AMC Theaters’ executive vp worldwide programming and chief content officer Elizabeth Frank already practices a version of Friday planning. She calls it “Friday afternoon triage — [otherwise] you spend the next week chasing other people’s to-do lists,” she says. “It often means taking a lot of things off the schedule.” She also advises others to “find time every week to connect with your peers, internal and external, on what your shared priorities are. Often, that time gets squeezed out.”
Legendary Entertainment’s Mary Parent prioritizes the night before. “I wake up in the morning and a bunch of things can have happened overnight. It’s easy to get caught up in the new challenges of the morning. Everything I do in the day is informed by the five or 10 things that are ‘do or die,’ ” she says.
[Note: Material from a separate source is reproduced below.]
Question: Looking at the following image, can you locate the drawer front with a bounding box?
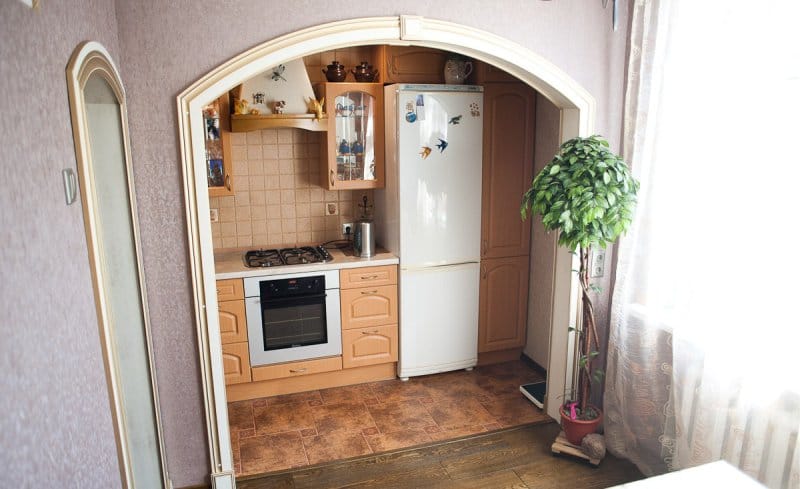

Choosing what not to do can be empowering. “You have to home in on what you’re great at,” says Erica Huggins, president of Seth MacFarlane’s Fuzzy Door Productions. In the past, she has juggled making films on location while also running a company. “I found I couldn’t do both things well. I had no choice but to rely on the people whom I picked to be my co-pilots in the company. Giving it up, in a way, makes you feel free.”
Color Force’s Nina Jacobson focuses on a finite number of projects. “Unequivocally, we don’t do anything that we don’t love,” she says.
For others, it’s about creating a productivity zone. “Wake up earlier than everyone else, when there’s no one around to interrupt,” Sidecar’s Gail Berman says. “It’s a great time for reading and assessing.” And avoid distractions by “staying off of Twitter,” says attorney Linda Lichter. At the beginning of the day, Warner Bros. Pictures COO Carolyn Blackwood (who tries not to schedule business lunches more than every other day) lights a candle and plays music, and CAA agent Ann Blanchard starts off with “quiet time and meditation, no matter how short.” Adds producer Caroline Baron: “Meditation is like hitting pause on my psyche before I charge into the day. Then I start making lists.”
Actual tools matter too. Jacobson swears by Evernote, while director Ondi Timoner uses Notes in her iPhone “for everything — that syncs to my laptop. From there I copy and paste to-do lists that I send to my team.” For producer Susan Downey, “Nothing beats an old-school, handwritten to-do list.”
Many efficiency hacks are related to commuting. Producer Suzanne Warren listens to plays and books while driving: “It leaves me more time to read what I have to actually read.” TriStar Pictures executive vp Nicole Brown limits her drive time by doing “all shopping — groceries, household items, clothes — from home with an app.” And Parent says she moved to be closer to work, eliminating a “punishing” drive. “It’s really reduced stress,” she says.
Most importantly, says Marvel Studios’ exec vp production Victoria Alonso, “Never procrastinate. If I don’t do it right away, it will fall through the cracks!”